Gory getaways are all the rage, thanks to glamorous extras, contemporary themes and a taste for escapism. Our writer heads to Berkshire to visit an ‘unhinged heiress’
I’m an inch down a flute of buck’s fizz when a journalist careers into a buffet table, clasping her bloodied neck. “She’s had her throat slit!” peals a thirtysomething dressed as Jessica Rabbit. A young man in a lime-green cycling skinsuit giggles: “Murder, murder, ahahaha!” and claps his hands. Immediately, 86 crime fans gather to survey our now-dead companion, who has collapsed, mouth agape, on a hotel dining chair.
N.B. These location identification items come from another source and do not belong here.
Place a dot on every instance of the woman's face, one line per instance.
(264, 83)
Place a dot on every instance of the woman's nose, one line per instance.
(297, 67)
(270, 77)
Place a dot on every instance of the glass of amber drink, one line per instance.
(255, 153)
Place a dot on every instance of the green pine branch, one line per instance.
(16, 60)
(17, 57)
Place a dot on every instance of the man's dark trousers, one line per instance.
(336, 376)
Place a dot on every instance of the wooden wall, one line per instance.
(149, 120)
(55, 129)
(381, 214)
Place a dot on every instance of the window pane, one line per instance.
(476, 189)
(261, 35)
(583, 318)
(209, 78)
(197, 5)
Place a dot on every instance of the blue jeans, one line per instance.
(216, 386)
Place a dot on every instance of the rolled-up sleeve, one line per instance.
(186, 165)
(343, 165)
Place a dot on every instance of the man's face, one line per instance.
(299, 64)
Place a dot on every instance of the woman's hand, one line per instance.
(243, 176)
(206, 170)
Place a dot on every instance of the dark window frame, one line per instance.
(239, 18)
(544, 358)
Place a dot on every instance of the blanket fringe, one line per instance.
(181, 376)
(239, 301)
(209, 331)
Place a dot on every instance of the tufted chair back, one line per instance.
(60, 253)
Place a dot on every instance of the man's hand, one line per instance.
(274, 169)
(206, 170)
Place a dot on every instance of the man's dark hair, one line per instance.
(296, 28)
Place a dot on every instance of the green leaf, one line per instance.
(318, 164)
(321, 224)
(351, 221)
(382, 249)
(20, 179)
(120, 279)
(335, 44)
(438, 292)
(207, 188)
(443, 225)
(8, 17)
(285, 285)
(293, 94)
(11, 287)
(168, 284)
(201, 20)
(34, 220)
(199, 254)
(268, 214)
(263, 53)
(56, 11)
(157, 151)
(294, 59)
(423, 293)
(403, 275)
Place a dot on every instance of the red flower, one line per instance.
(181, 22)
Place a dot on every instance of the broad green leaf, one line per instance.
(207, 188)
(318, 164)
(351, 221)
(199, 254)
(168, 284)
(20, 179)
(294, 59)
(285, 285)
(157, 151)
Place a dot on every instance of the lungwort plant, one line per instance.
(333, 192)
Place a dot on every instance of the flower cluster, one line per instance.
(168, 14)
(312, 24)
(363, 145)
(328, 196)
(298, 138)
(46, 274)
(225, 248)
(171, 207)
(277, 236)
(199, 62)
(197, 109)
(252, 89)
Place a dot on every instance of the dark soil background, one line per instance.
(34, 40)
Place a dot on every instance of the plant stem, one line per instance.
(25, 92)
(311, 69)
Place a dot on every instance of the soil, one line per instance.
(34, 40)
Zoë, a 39-year-old nurse from Woking, reaches for her notebook. “Hmm, slashed throat,” she says. “Is someone here trying to silence her?”
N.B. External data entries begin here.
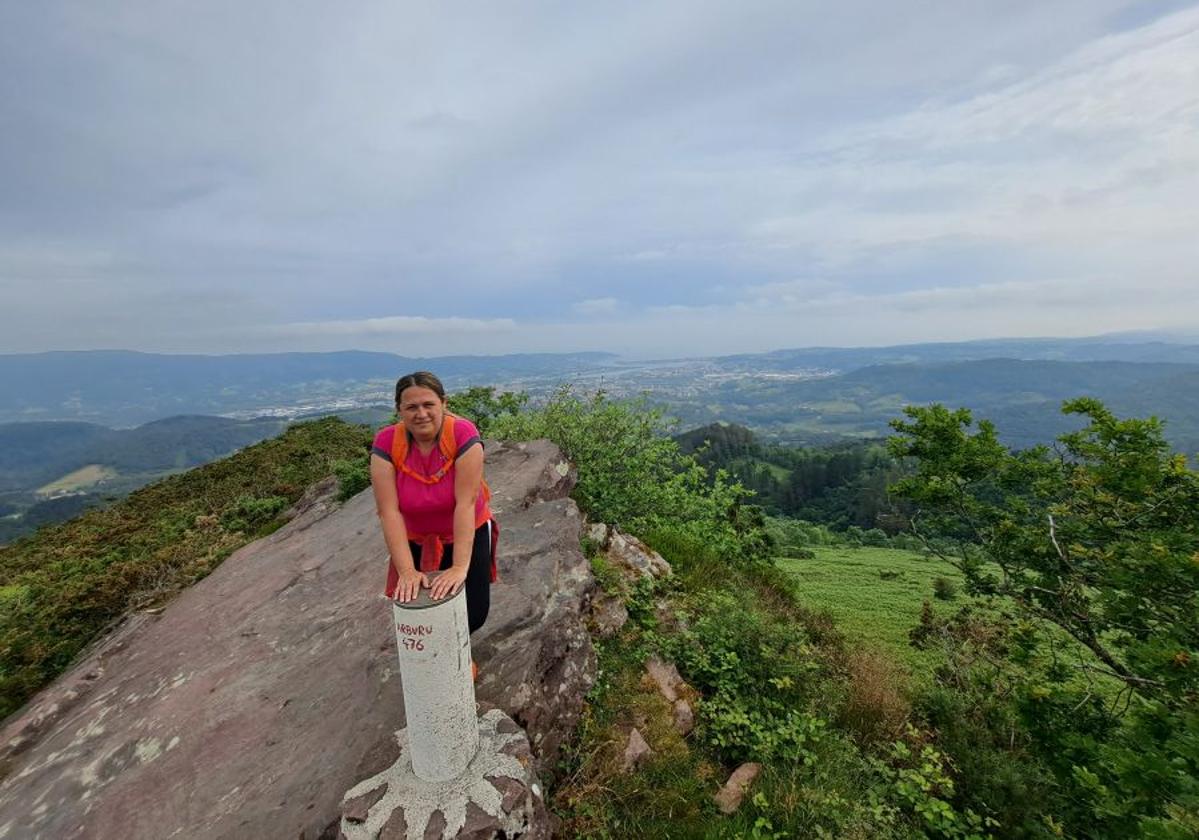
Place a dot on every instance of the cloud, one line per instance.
(550, 168)
(597, 306)
(395, 325)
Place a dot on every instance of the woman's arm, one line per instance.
(467, 484)
(395, 533)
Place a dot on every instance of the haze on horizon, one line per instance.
(649, 179)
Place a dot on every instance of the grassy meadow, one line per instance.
(874, 594)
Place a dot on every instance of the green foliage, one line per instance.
(633, 475)
(68, 581)
(483, 406)
(248, 514)
(839, 485)
(944, 588)
(1100, 541)
(353, 476)
(920, 783)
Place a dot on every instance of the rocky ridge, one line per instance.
(257, 699)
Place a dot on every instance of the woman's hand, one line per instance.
(410, 582)
(449, 582)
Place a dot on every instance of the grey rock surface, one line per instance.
(627, 553)
(260, 695)
(637, 750)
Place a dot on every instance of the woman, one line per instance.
(427, 473)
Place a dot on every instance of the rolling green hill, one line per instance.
(53, 471)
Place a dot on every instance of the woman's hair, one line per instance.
(421, 379)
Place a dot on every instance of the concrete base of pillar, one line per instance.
(496, 796)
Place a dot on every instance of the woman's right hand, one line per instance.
(410, 582)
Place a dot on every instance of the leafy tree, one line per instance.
(1100, 538)
(483, 406)
(632, 473)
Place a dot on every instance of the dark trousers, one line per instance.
(479, 575)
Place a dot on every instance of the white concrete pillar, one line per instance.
(439, 694)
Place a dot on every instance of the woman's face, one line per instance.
(422, 411)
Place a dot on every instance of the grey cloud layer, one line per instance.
(221, 176)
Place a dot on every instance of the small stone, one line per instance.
(437, 827)
(685, 719)
(636, 556)
(396, 828)
(729, 797)
(480, 825)
(636, 753)
(666, 677)
(355, 810)
(510, 789)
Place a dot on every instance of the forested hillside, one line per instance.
(53, 471)
(1023, 397)
(841, 485)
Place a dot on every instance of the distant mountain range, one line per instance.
(120, 388)
(58, 465)
(50, 471)
(1022, 397)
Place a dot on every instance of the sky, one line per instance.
(649, 179)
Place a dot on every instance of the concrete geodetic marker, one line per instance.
(433, 638)
(495, 796)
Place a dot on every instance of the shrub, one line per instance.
(631, 472)
(875, 707)
(944, 588)
(353, 477)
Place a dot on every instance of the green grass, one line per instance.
(849, 584)
(61, 586)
There is something distinctively British about deriving comfort from a grisly murder. A few years ago, sales of mysteries and thrillers overtook those of all other genres of fiction, and our appetite for stylised gore increased in the pandemic years, with crime literature seeing a 19% increase in sales from 2019 to 2020. New escapist subgenres have grown in popularity, including “cosy crime” (polite romps, often set in an imagined past) and “armchair destination” mysteries staged in attractive travel destinations, such as Lucy Foley’s bestselling The Paris Apartment and The White Lotus, an HBO comedy-mystery series set in dysfunctional fictional holiday resorts in Hawaii and Sicily.